Improved Projection Methods for Exploratory Data Analysis in Chemistry
Date
2012-08-24
Authors
Hou, Siyuan
Journal Title
Journal ISSN
Volume Title
Publisher
Abstract
With the rapid development of modern instruments, chemical data have become more complex in both volume and structure, which imposes more demanding requirements for advanced data analysis tools. As a highly interfacial subject, chemometrics plays an important role in the extraction of information from chemical data. One of the applications of chemometrics is in exploratory data analysis, which aims to reveal structures present in the data prior to or in place of the formal testing of a hypothesis.
Among the different methods for exploratory data analysis, principal component analysis (PCA) may be the one most widely used in chemistry. When PCA is viewed as a subspace modeling technique from the perspective of maximum likelihood, it essentially assumes homoscedastic measurement errors. However, heteroscedastic errors are common in multivariate chemical data. Thus, PCA often fails to extract useful information in cases of significantly heteroscedastic errors. Maximum likelihood principal component analysis (MLPCA) has been developed to address heteroscedastic errors in multivariate data, but its application in exploratory data analysis has not been examined. Chapter 2 of this thesis describes strategies for exploratory data analysis in situations with highly heteroscedastic errors, including the application of MLPCA. A partial transparency projection (PTP) technique is also introduced to improve the visualization by using the measurement error information. Following from the work in Chapter 2, Chapter 3 proposes a new optimization algorithm for MLPCA model with non-zero intercepts.

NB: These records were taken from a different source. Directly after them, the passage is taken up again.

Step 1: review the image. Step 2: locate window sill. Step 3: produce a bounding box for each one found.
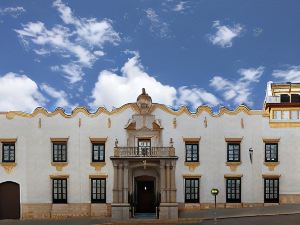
[184,162,200,172]
[226,162,241,172]
[264,161,280,171]
[90,162,106,171]
[0,162,17,174]
[51,162,68,171]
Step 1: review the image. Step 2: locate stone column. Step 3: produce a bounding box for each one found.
[160,160,166,203]
[170,160,176,203]
[123,161,129,203]
[118,163,123,203]
[166,162,171,203]
[113,161,119,203]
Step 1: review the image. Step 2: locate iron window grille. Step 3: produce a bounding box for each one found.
[2,143,15,162]
[52,142,67,162]
[227,143,240,162]
[184,178,199,203]
[185,143,199,162]
[91,178,106,203]
[265,143,278,162]
[52,179,67,203]
[264,178,279,203]
[92,143,105,162]
[226,178,241,203]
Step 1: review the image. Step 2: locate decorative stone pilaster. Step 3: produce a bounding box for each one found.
[160,160,166,203]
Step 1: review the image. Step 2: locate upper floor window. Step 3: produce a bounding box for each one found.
[264,178,279,203]
[185,143,199,162]
[226,178,241,203]
[52,142,67,162]
[2,143,15,162]
[92,143,105,162]
[227,143,240,162]
[52,178,67,203]
[184,178,199,203]
[91,178,106,203]
[138,139,151,156]
[265,143,278,162]
[280,94,290,103]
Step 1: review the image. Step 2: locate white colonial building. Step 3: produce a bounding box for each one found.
[1,83,300,220]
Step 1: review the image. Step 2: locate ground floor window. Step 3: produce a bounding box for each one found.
[52,179,67,203]
[91,178,106,203]
[226,178,241,203]
[264,178,279,203]
[184,178,199,203]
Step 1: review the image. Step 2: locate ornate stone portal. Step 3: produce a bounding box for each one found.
[110,89,178,221]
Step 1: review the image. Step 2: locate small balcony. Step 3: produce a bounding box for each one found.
[113,147,176,158]
[265,96,280,104]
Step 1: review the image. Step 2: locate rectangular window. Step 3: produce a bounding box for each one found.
[265,143,278,162]
[264,178,279,203]
[291,110,299,120]
[92,143,105,162]
[185,178,199,203]
[227,143,240,162]
[282,110,289,120]
[226,178,241,203]
[2,143,15,162]
[91,178,106,203]
[273,110,282,120]
[52,179,67,203]
[138,139,151,156]
[185,143,199,162]
[52,142,67,162]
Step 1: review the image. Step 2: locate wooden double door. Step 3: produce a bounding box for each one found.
[135,176,156,213]
[0,182,20,219]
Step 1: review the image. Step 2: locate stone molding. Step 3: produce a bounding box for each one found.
[264,161,280,171]
[51,162,68,171]
[0,162,17,174]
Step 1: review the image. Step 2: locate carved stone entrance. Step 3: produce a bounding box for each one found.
[110,89,178,221]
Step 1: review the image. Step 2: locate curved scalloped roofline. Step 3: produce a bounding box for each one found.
[0,103,264,119]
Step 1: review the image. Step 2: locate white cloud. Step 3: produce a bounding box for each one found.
[90,52,220,110]
[173,1,188,12]
[0,73,46,112]
[15,0,120,84]
[272,66,300,82]
[0,6,25,18]
[208,20,243,48]
[210,67,264,106]
[145,8,171,38]
[40,83,71,108]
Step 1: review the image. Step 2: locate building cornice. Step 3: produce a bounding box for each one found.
[0,103,264,120]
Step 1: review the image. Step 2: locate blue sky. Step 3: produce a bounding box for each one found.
[0,0,300,113]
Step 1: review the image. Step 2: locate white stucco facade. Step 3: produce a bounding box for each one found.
[1,84,300,220]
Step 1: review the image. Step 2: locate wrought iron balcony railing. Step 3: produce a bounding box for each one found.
[113,147,175,158]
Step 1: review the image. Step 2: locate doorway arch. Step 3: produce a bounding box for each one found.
[0,181,20,219]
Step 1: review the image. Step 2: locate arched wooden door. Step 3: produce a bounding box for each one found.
[0,182,20,219]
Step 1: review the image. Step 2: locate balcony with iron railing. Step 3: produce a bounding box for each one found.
[112,147,176,158]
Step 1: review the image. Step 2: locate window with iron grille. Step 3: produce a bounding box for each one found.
[265,143,278,162]
[227,143,240,162]
[91,178,106,203]
[185,143,199,162]
[52,179,67,203]
[52,142,67,162]
[226,178,241,203]
[184,178,199,203]
[2,143,15,162]
[92,143,105,162]
[264,178,279,203]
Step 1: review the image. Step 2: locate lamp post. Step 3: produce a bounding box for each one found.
[249,148,253,164]
[211,188,219,225]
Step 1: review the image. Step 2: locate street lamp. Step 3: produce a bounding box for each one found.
[249,148,253,163]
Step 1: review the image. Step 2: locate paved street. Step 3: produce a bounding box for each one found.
[199,214,300,225]
[1,215,300,225]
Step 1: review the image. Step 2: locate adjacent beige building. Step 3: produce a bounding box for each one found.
[1,83,300,220]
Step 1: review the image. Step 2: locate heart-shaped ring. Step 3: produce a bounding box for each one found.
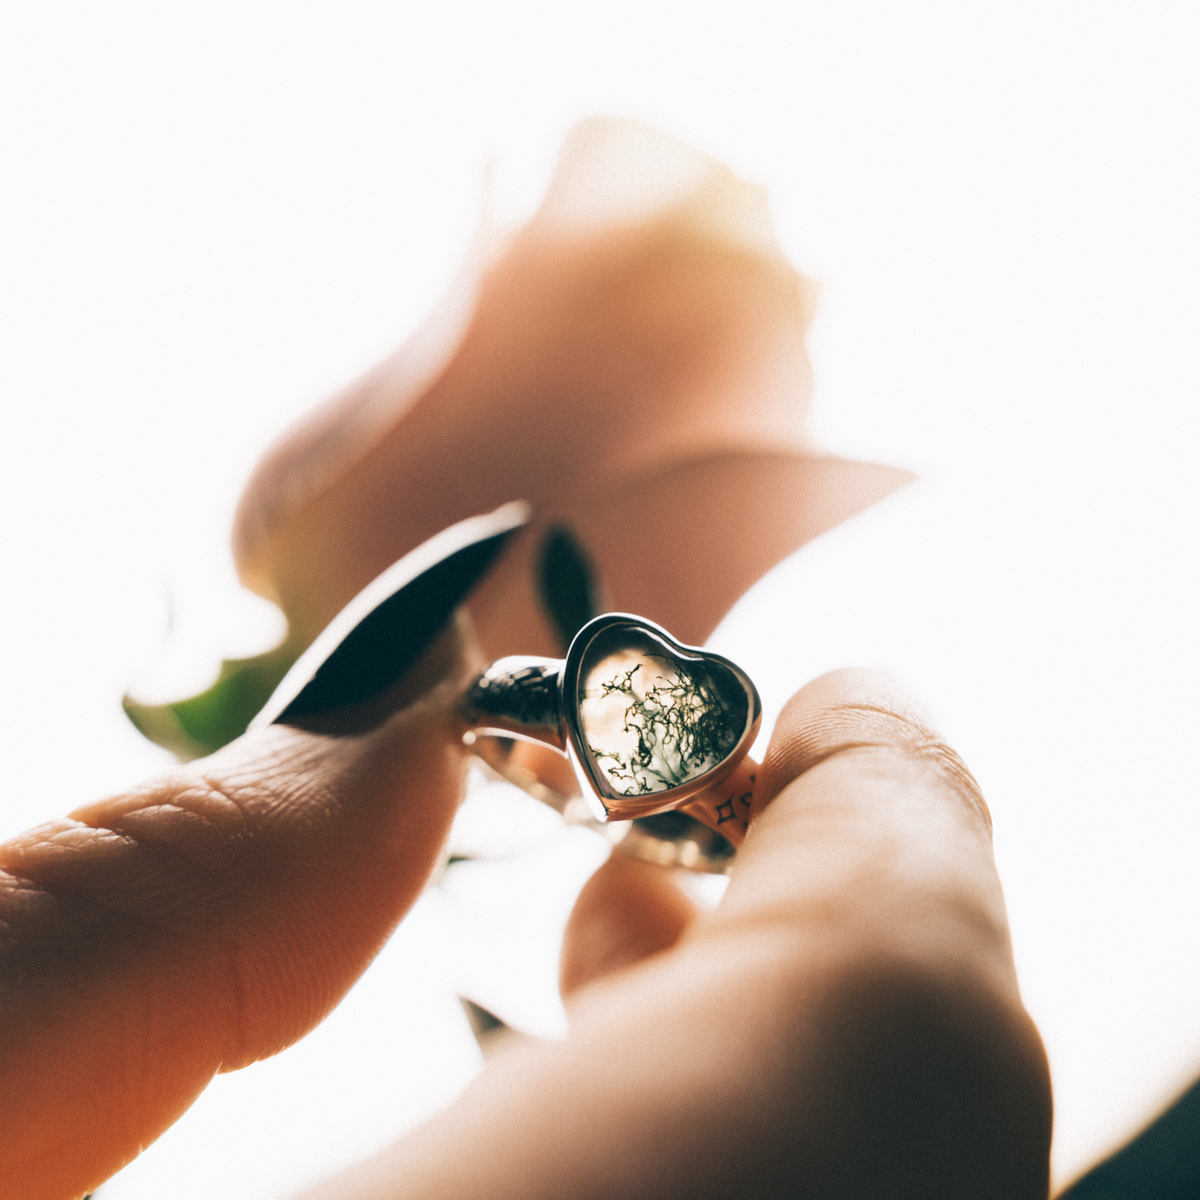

Projection pursuit (PP) is another important method for exploratory data analysis. PP is less widely used compared with PCA, but is more powerful than PCA in many cases. One major reason for the limited applications of PP is the difficulty in implementing PP efficiently. Chapter 4 describes new algorithms, referred to as quasi-power methods, for the optimization of kurtosis that is used as an objective function for projection pursuit. As an extension to the work in Chapter 4, regularized projection pursuit (RPP), designed to deal with data that have a small sample-to-variable ratio, is proposed in Chapter 5. This method is particularly relevant in chemical applications because chemical data typically have few samples but many variables.